Implantation at the Portal of Entry
Virions implant onto living cells mainly via the respiratory, gastrointestinal, skin-penetrating, and genital routes although other routes can be used. The concluding upshot of infection may be determined past the dose and location of the virus as well as its infectivity and virulence.
Local Replication and Local Spread
Well-nigh virus types spread amid cells extracellularly, simply some may also spread intracellularly. Institution of local infection may lead to localized disease and localized shedding of virus.
Dissemination from the Portal of Entry
Viremic: The near mutual route of systemic spread from the portal of entry is the apportionment, which the virus reaches via the lymphatics. Virus may enter the target organs from the capillaries by (1) multiplying in endothelial cells or fixed macrophages, (two) diffusing through gaps, and (three) being carried in a migrating leukocyte.
Neural: Broadcasting via nerves usually occurs with rabies virus and sometimes with herpesvirus and poliovirus infections.
Incubation Menses
The incubation menses is the time between exposure to virus and onset of disease. During this unremarkably asymptomatic period, implantation, local multiplication, and spread (for disseminated infections) occur.
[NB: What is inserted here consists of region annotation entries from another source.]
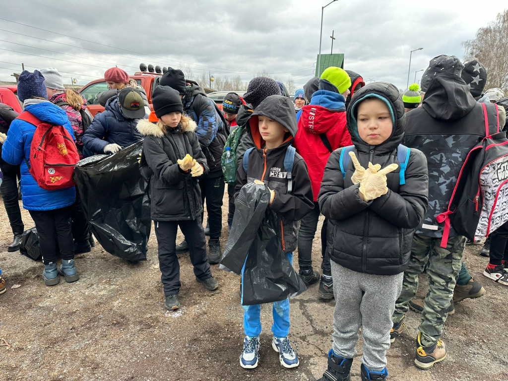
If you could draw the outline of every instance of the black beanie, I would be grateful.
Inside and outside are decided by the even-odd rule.
[[[487,84],[487,70],[483,65],[476,59],[465,62],[460,76],[469,88],[473,98],[482,96]]]
[[[153,89],[152,105],[157,118],[170,112],[183,113],[180,94],[176,90],[167,86],[158,85]]]
[[[185,95],[186,89],[185,78],[183,72],[177,69],[169,68],[168,71],[162,75],[159,84],[161,86],[169,86],[178,92],[180,95]]]

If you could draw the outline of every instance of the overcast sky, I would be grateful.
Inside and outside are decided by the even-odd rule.
[[[84,85],[115,65],[132,74],[143,62],[246,82],[264,70],[301,87],[314,75],[321,7],[330,1],[3,1],[0,80],[13,80],[23,62]],[[337,0],[325,9],[322,53],[330,52],[334,30],[344,69],[405,88],[410,50],[423,48],[413,53],[410,84],[433,57],[463,58],[462,42],[506,8],[504,0]]]

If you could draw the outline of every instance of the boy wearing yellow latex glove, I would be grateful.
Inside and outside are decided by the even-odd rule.
[[[362,379],[384,380],[392,315],[409,262],[414,228],[427,207],[427,161],[421,152],[411,148],[405,172],[397,170],[405,117],[393,85],[375,82],[355,92],[346,118],[354,144],[347,148],[351,160],[344,168],[341,152],[346,148],[332,152],[318,197],[328,220],[337,301],[333,346],[321,379],[331,379],[329,374],[349,379],[361,327]]]

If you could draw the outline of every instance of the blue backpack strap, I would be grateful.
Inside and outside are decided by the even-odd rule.
[[[293,192],[293,165],[295,162],[295,154],[296,149],[290,144],[286,149],[286,154],[284,157],[284,170],[286,171],[288,179],[288,193]]]
[[[340,150],[340,171],[342,173],[342,177],[346,178],[346,171],[347,170],[347,166],[349,162],[351,161],[351,156],[349,155],[349,153],[355,149],[355,146],[348,145],[347,147],[343,147]]]
[[[407,162],[409,161],[410,151],[410,148],[402,144],[399,144],[397,149],[397,160],[400,165],[400,171],[399,172],[399,184],[401,185],[406,183],[406,167],[407,167]]]
[[[252,151],[254,149],[254,147],[252,147],[246,151],[245,151],[245,153],[243,154],[243,161],[242,162],[242,166],[243,167],[243,171],[247,174],[247,167],[248,166],[249,164],[249,155],[250,154],[250,152]]]

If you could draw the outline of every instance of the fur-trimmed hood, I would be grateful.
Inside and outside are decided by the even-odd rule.
[[[181,132],[194,132],[197,128],[196,122],[189,118],[188,124],[185,129],[181,128],[181,124],[178,124]],[[136,125],[139,133],[143,136],[154,136],[156,138],[162,138],[164,136],[164,133],[156,123],[148,121],[148,119],[142,119],[138,122]]]

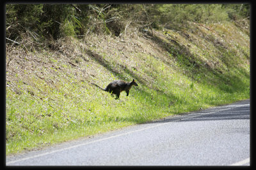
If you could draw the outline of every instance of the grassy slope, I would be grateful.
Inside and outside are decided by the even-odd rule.
[[[248,99],[249,28],[206,27],[8,46],[6,154]],[[120,100],[90,83],[132,78]]]

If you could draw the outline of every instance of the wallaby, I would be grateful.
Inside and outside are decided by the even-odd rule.
[[[92,84],[104,91],[111,93],[112,95],[115,94],[116,96],[116,99],[119,98],[120,94],[122,91],[125,91],[126,94],[128,96],[129,91],[130,90],[131,88],[132,88],[132,86],[138,86],[138,84],[135,82],[134,79],[133,79],[131,82],[127,82],[124,80],[115,80],[108,84],[105,89],[102,89],[93,83],[92,83]]]

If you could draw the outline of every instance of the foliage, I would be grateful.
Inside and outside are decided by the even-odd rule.
[[[6,6],[6,37],[22,39],[29,32],[40,39],[106,32],[126,34],[131,25],[137,30],[153,26],[179,28],[188,21],[215,23],[250,17],[249,4],[20,4]]]
[[[248,7],[7,4],[6,154],[249,98]]]

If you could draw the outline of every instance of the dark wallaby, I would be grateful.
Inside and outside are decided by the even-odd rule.
[[[125,91],[127,96],[129,95],[129,91],[132,85],[138,86],[138,84],[135,82],[134,79],[131,82],[127,82],[124,80],[115,80],[111,82],[105,89],[102,89],[99,85],[92,83],[100,89],[111,93],[112,94],[115,94],[116,98],[119,98],[120,94],[122,91]]]

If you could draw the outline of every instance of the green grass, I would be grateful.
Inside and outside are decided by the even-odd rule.
[[[228,26],[237,36],[238,36],[241,31]],[[218,28],[222,34],[225,26]],[[197,39],[189,41],[189,53],[186,53],[180,45],[186,45],[188,39],[168,32],[179,37],[180,45],[170,45],[168,36],[160,32],[156,36],[157,45],[164,49],[161,53],[150,46],[147,47],[150,53],[146,47],[145,52],[134,47],[138,52],[125,51],[125,57],[115,48],[89,47],[99,56],[94,54],[84,61],[85,54],[77,55],[72,60],[78,67],[51,51],[35,53],[36,59],[51,66],[20,71],[13,74],[14,80],[8,81],[12,85],[6,88],[6,154],[250,98],[248,39],[236,37],[221,46],[190,32]],[[41,78],[36,76],[40,71]],[[94,81],[104,87],[114,80],[132,78],[139,86],[132,87],[128,97],[121,93],[120,100],[90,84]]]

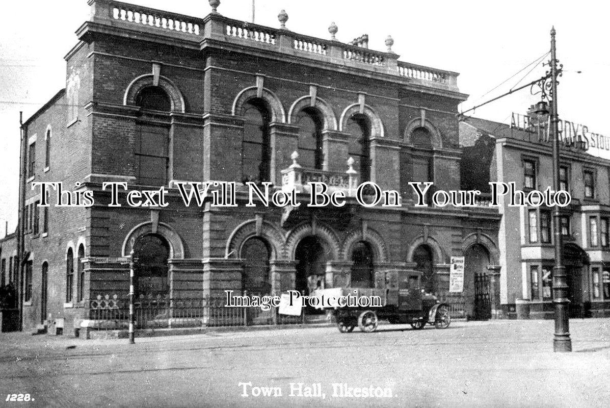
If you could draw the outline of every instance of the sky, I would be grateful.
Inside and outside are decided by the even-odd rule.
[[[126,2],[198,17],[210,10],[205,0]],[[218,11],[251,21],[251,9],[252,0],[221,0]],[[289,29],[322,38],[330,38],[328,26],[334,21],[340,41],[367,34],[369,48],[379,51],[386,49],[384,42],[391,35],[392,49],[400,60],[460,73],[459,89],[470,95],[462,111],[544,75],[548,67],[540,65],[515,74],[549,51],[550,31],[554,26],[558,58],[564,65],[558,89],[560,117],[610,136],[606,103],[601,98],[610,90],[610,81],[602,75],[610,68],[610,53],[603,51],[609,9],[605,2],[587,0],[256,0],[255,20],[279,27],[278,13],[284,9]],[[87,0],[20,0],[2,5],[0,237],[5,222],[9,231],[17,223],[19,112],[23,112],[25,120],[65,87],[63,56],[76,43],[74,31],[88,19],[89,10]],[[528,88],[468,114],[510,123],[511,112],[524,113],[539,99]]]

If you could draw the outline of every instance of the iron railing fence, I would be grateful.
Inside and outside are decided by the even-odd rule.
[[[248,294],[252,296],[253,294]],[[300,316],[285,316],[271,307],[228,307],[224,299],[169,299],[161,296],[139,298],[134,302],[135,328],[169,329],[263,324],[299,324],[306,322],[304,310]],[[98,296],[88,301],[90,330],[121,330],[129,327],[129,300]]]

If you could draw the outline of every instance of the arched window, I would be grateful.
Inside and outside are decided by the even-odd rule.
[[[413,261],[417,264],[415,270],[423,273],[422,280],[423,288],[429,293],[436,291],[436,283],[434,282],[434,269],[430,247],[427,245],[417,247],[413,252]]]
[[[323,288],[328,258],[320,238],[315,236],[303,238],[295,252],[295,260],[298,261],[295,289],[307,294],[318,287]]]
[[[348,121],[347,131],[351,135],[348,156],[354,159],[354,169],[360,173],[360,182],[371,178],[371,124],[364,115],[354,115]]]
[[[46,144],[45,148],[45,168],[48,169],[51,166],[51,129],[46,131]]]
[[[354,244],[351,252],[351,285],[354,288],[375,286],[373,250],[368,242],[361,241]]]
[[[76,271],[77,271],[77,279],[78,281],[76,283],[76,287],[77,288],[76,301],[80,302],[83,299],[84,299],[85,294],[85,269],[82,266],[82,258],[85,257],[85,247],[83,246],[82,244],[78,247],[78,257],[76,259]]]
[[[298,162],[304,167],[322,169],[322,123],[320,114],[313,108],[306,108],[296,115],[295,124],[299,126]]]
[[[267,242],[258,237],[248,239],[242,247],[240,257],[243,260],[243,288],[250,293],[270,294],[271,251]]]
[[[269,181],[271,147],[269,114],[262,101],[246,103],[243,140],[242,145],[242,177],[243,181]]]
[[[167,260],[170,246],[162,237],[147,234],[134,246],[134,288],[137,296],[167,296],[170,293]]]
[[[143,109],[169,111],[170,98],[160,87],[143,88],[135,98]],[[167,126],[151,123],[138,125],[135,140],[136,183],[144,186],[164,186],[167,183],[169,164],[170,129]]]
[[[74,283],[74,255],[72,248],[68,249],[66,255],[66,303],[72,301]]]
[[[167,93],[159,86],[147,86],[135,97],[135,104],[144,109],[163,111],[171,109],[171,102]]]

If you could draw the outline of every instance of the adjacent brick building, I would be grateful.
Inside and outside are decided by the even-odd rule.
[[[450,258],[465,255],[464,292],[453,301],[475,314],[475,274],[500,273],[500,214],[415,207],[407,184],[462,184],[456,113],[467,95],[457,73],[399,61],[389,37],[379,52],[366,37],[334,39],[332,26],[329,40],[292,32],[281,13],[274,29],[215,12],[89,3],[65,57],[65,90],[22,126],[22,269],[32,277],[24,327],[92,324],[92,300],[128,293],[132,250],[137,294],[174,300],[372,287],[384,271],[408,268],[447,296]],[[309,208],[303,193],[298,208],[245,206],[245,181],[276,190],[299,178],[345,191],[347,205]],[[350,180],[398,191],[402,205],[357,205]],[[176,183],[209,181],[235,182],[238,205],[185,207]],[[95,204],[54,206],[52,191],[51,205],[38,207],[30,186],[40,181],[92,190]],[[169,205],[131,208],[121,192],[122,206],[109,206],[107,181],[165,186]]]
[[[473,117],[461,121],[465,188],[489,193],[490,181],[514,182],[517,189],[526,193],[552,188],[548,117],[531,115],[531,112],[514,114],[512,125]],[[519,120],[520,117],[529,118]],[[523,123],[526,125],[520,125]],[[564,131],[560,150],[560,187],[572,195],[571,203],[562,209],[561,215],[570,312],[572,317],[607,316],[610,313],[610,161],[591,154],[595,153],[594,144],[588,151],[582,148],[587,146],[590,135],[583,136],[580,128],[578,135],[569,140],[570,132]],[[498,239],[503,311],[513,314],[515,304],[520,302],[529,304],[532,318],[552,318],[553,208],[510,206],[506,197],[501,197],[499,203],[503,216]]]

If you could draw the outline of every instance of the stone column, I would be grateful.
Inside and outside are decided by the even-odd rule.
[[[347,287],[351,284],[351,261],[328,261],[325,287]]]
[[[492,304],[492,318],[501,319],[504,316],[500,302],[500,275],[501,266],[489,265],[487,274],[489,275],[489,297]]]
[[[371,138],[371,181],[382,189],[400,188],[400,140],[386,137]]]
[[[273,122],[269,126],[271,143],[271,181],[282,185],[282,170],[292,164],[290,155],[298,149],[299,128]]]
[[[347,169],[345,162],[349,157],[349,134],[336,130],[325,130],[322,132],[322,135],[324,144],[324,170],[345,172]],[[343,159],[342,159],[342,158]]]
[[[271,294],[279,296],[282,292],[295,288],[296,261],[274,260],[271,264]]]
[[[434,286],[437,294],[449,293],[449,274],[451,265],[437,263],[434,266]]]
[[[224,299],[225,290],[233,290],[234,294],[242,294],[242,260],[206,258],[203,263],[204,296],[210,300]]]

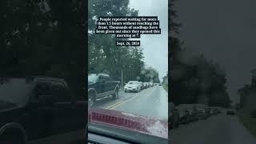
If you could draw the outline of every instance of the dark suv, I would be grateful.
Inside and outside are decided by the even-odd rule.
[[[75,98],[63,79],[9,78],[0,84],[0,143],[82,131],[86,106],[85,98]]]
[[[178,109],[173,102],[168,104],[168,126],[170,129],[178,127],[179,126],[179,114]]]
[[[110,95],[113,98],[118,97],[120,82],[113,81],[106,74],[89,74],[88,75],[88,103],[93,106],[97,98]]]

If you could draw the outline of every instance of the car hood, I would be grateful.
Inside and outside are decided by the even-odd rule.
[[[89,110],[89,122],[168,138],[167,122],[150,117],[106,109],[91,109]]]
[[[138,85],[126,84],[125,86],[133,87],[133,86],[138,86]]]

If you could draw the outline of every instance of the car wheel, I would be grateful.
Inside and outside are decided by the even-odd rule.
[[[113,98],[115,99],[115,98],[118,98],[118,97],[119,97],[119,89],[117,88],[115,89],[114,94],[113,94]]]
[[[88,95],[88,105],[89,107],[92,107],[95,103],[95,93],[90,92]]]

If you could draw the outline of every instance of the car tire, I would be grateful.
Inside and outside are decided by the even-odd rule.
[[[116,99],[119,97],[119,89],[116,88],[114,93],[113,94],[113,99]]]
[[[88,94],[88,106],[89,107],[92,107],[95,104],[95,97],[96,94],[94,92],[89,92]]]

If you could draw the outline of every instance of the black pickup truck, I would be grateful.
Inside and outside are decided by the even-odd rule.
[[[83,130],[86,103],[85,98],[78,100],[63,79],[34,77],[2,82],[0,143],[25,144]]]
[[[93,106],[96,99],[112,95],[113,98],[118,97],[119,81],[113,81],[106,74],[88,74],[88,105]]]

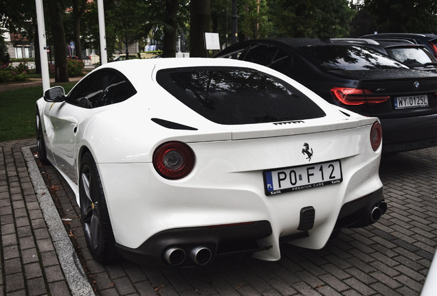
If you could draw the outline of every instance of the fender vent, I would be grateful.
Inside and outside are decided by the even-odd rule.
[[[153,118],[151,119],[151,121],[153,121],[155,123],[157,123],[161,126],[167,127],[170,130],[197,130],[197,129],[195,127],[191,127],[187,125],[183,125],[179,123],[176,123],[172,121],[168,121],[164,119]]]

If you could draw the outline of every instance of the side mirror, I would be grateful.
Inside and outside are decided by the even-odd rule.
[[[44,101],[61,102],[65,99],[65,90],[62,86],[54,86],[44,92]]]

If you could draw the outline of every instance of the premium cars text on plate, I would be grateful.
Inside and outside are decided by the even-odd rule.
[[[66,178],[102,262],[195,266],[323,247],[386,208],[379,120],[223,59],[107,64],[36,103],[39,157]]]

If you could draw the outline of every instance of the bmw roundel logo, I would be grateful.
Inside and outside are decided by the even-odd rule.
[[[419,86],[420,86],[420,84],[419,84],[418,82],[414,82],[414,88],[418,89]]]

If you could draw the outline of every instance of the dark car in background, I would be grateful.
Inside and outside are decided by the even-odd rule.
[[[216,58],[272,68],[327,101],[380,119],[385,152],[437,145],[437,74],[412,69],[371,48],[330,40],[254,40]]]
[[[333,42],[361,44],[418,70],[437,71],[437,59],[424,45],[403,39],[333,38]]]
[[[361,36],[366,39],[402,39],[422,45],[435,57],[437,57],[437,35],[434,34],[380,33]]]

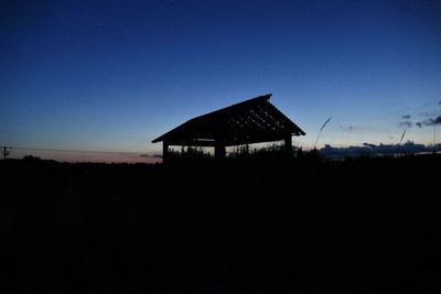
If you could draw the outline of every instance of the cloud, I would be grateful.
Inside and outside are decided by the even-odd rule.
[[[435,119],[427,119],[427,120],[419,121],[416,124],[418,126],[418,128],[430,127],[433,124],[441,124],[441,116],[439,116]]]
[[[400,122],[398,123],[398,127],[400,127],[400,128],[406,128],[406,129],[410,129],[410,128],[412,128],[412,122],[411,122],[411,121],[408,121],[408,120],[400,121]]]
[[[441,148],[441,144],[437,144],[437,149]],[[364,154],[395,154],[395,153],[418,153],[418,152],[431,152],[433,146],[416,144],[411,141],[405,144],[372,144],[363,143],[362,146],[347,146],[347,148],[334,148],[325,145],[320,150],[320,153],[324,156],[331,157],[344,157],[344,156],[359,156]]]

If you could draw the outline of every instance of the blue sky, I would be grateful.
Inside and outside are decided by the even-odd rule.
[[[397,143],[404,121],[429,144],[415,123],[441,115],[440,1],[2,1],[0,39],[2,145],[158,153],[268,92],[306,148],[329,117],[319,145]]]

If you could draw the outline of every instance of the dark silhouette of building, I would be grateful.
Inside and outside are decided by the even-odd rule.
[[[154,139],[163,142],[163,160],[169,146],[213,146],[215,157],[225,157],[225,148],[284,140],[287,154],[292,154],[292,135],[304,135],[294,122],[259,96],[201,117],[193,118]]]

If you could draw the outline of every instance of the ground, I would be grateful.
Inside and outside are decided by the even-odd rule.
[[[2,293],[440,293],[434,156],[0,163]]]

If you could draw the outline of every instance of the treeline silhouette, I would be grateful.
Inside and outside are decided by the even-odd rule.
[[[1,292],[440,293],[439,156],[191,152],[0,161]]]

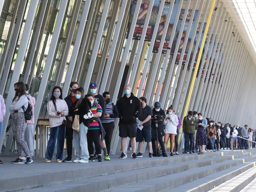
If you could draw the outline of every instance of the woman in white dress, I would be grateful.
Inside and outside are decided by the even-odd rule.
[[[170,155],[173,156],[173,149],[174,146],[174,137],[177,134],[177,126],[179,125],[178,117],[173,112],[173,106],[171,105],[168,108],[165,119],[164,120],[164,125],[165,125],[164,132],[164,147],[166,151],[168,139],[170,138],[171,149]]]

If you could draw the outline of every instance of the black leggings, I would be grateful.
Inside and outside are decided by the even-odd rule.
[[[99,135],[100,131],[99,129],[88,130],[87,132],[87,143],[88,144],[88,151],[89,154],[94,154],[94,148],[93,143],[94,143],[95,149],[97,154],[101,153],[101,146],[99,143]]]
[[[179,131],[178,129],[177,129],[177,134],[174,137],[175,141],[175,149],[174,151],[176,152],[178,152],[178,148],[179,148]]]
[[[111,144],[111,139],[112,139],[112,134],[113,131],[115,128],[115,124],[114,122],[102,123],[103,127],[106,131],[106,136],[105,136],[105,142],[108,154],[110,154],[110,144]]]

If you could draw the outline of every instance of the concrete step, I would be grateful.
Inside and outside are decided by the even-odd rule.
[[[249,157],[250,159],[251,157]],[[121,187],[104,191],[105,192],[155,192],[155,191],[179,191],[173,188],[184,184],[210,175],[226,169],[237,166],[241,167],[245,159],[234,159],[224,162],[191,169],[187,171],[158,177],[147,181],[137,183],[133,185],[122,186]],[[240,166],[240,167],[239,166]]]
[[[211,174],[200,179],[189,182],[174,188],[179,192],[204,192],[208,191],[221,184],[255,166],[256,156],[245,157],[244,165],[239,164]],[[167,190],[166,191],[167,191]]]
[[[256,179],[253,179],[251,182],[243,188],[241,192],[255,192],[256,191]]]
[[[238,156],[242,155],[243,154],[241,151],[234,153]],[[225,152],[225,154],[230,154],[229,152]],[[119,159],[116,157],[112,158],[111,160],[109,162],[93,162],[84,164],[46,163],[43,162],[43,159],[35,158],[34,163],[25,166],[23,166],[25,165],[14,166],[11,164],[5,163],[6,169],[0,169],[0,175],[5,175],[4,177],[0,177],[0,186],[3,191],[17,191],[98,175],[196,161],[205,158],[219,158],[221,155],[221,152],[209,153],[201,155],[185,154],[172,157],[145,157],[137,160],[130,158]],[[5,160],[5,162],[7,161]],[[17,166],[20,171],[19,174],[17,173]]]
[[[180,173],[191,169],[221,163],[228,166],[241,162],[241,160],[232,160],[231,156],[219,156],[86,178],[22,191],[101,191],[164,175]]]

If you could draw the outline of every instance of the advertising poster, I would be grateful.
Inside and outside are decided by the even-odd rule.
[[[161,3],[161,0],[143,0],[138,16],[138,19],[136,22],[136,25],[133,32],[133,39],[134,39],[140,40],[141,37],[142,30],[145,23],[145,20],[146,16],[148,11],[149,2],[151,0],[154,0],[154,5],[150,15],[150,18],[148,26],[148,29],[145,36],[145,41],[150,41],[152,38],[152,35],[155,24],[157,17],[158,11]],[[128,32],[126,38],[128,38],[129,32],[131,28],[131,26],[133,18],[134,12],[135,11],[136,5],[137,4],[137,0],[132,0],[131,3],[130,7],[130,14],[129,15],[129,22],[128,23]]]
[[[176,41],[177,41],[177,39],[179,35],[179,31],[180,31],[180,28],[181,26],[181,22],[182,22],[182,20],[184,17],[184,12],[185,9],[181,9],[181,11],[180,14],[179,15],[179,21],[178,21],[178,23],[177,27],[176,29]],[[176,61],[175,62],[176,64],[178,64],[179,62],[179,60],[180,58],[180,54],[183,48],[183,47],[186,46],[185,52],[183,57],[183,61],[182,62],[182,64],[185,64],[186,62],[186,60],[187,60],[187,55],[188,52],[189,52],[189,46],[190,46],[190,44],[191,43],[191,39],[192,38],[192,35],[193,35],[193,32],[194,32],[194,30],[195,24],[195,21],[196,20],[198,15],[198,10],[196,10],[195,12],[193,18],[193,21],[192,22],[192,24],[190,32],[188,32],[188,28],[189,27],[189,24],[191,18],[191,15],[192,13],[192,10],[189,10],[187,14],[187,18],[186,18],[186,21],[185,22],[185,24],[184,25],[184,28],[183,29],[183,31],[182,32],[182,35],[181,36],[181,39],[180,42],[179,43],[179,50],[178,50],[178,53],[177,54],[177,57],[176,58]],[[186,37],[187,33],[189,33],[189,38],[188,39],[188,41],[187,43],[187,45],[184,45],[184,41]],[[176,44],[177,43],[176,43]]]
Multiplication in Target Organs
Depending on the balance between virus and host defenses, virus multiplication in the target organ may be sufficient to cause affliction and expiry.
Shedding of Virus
Although the respiratory tract, alimentary tract, urogenital tract and blood are the near frequent sites of shedding, various viruses may be shed at virtually every site.
Congenital Infections
Infection of the fetus as a target "organ" is special considering the virus must traverse additional physical barriers, the early on fetal immune and interferon defense systems may exist immature, transfer of the maternal defenses are partially blocked by the placenta, the developing first-trimester fetal organs are vulnerable to infection, and hormonal changes are taking identify.
Introduction
Pathogenesis is the process by which virus infection leads to disease. Pathogenic mechanisms include implantation of the virus at a body site (the portal of entry), replication at that site, then spread to and multiplication inside sites (target organs) where affliction or shedding of virus into the environs occurs. Near viral infections are subclinical, suggesting that body defenses against viruses arrest virtually infections before disease symptoms become manifest. Knowledge of subclinical infections comes from serologic studies showing that sizeable portions of the population have specific antibodies to viruses even though the individuals have no history of disease. These inapparent infections have great epidemiologic importance: they constitute major sources for dissemination of virus through the population, and they confer amnesty (see Ch. 48).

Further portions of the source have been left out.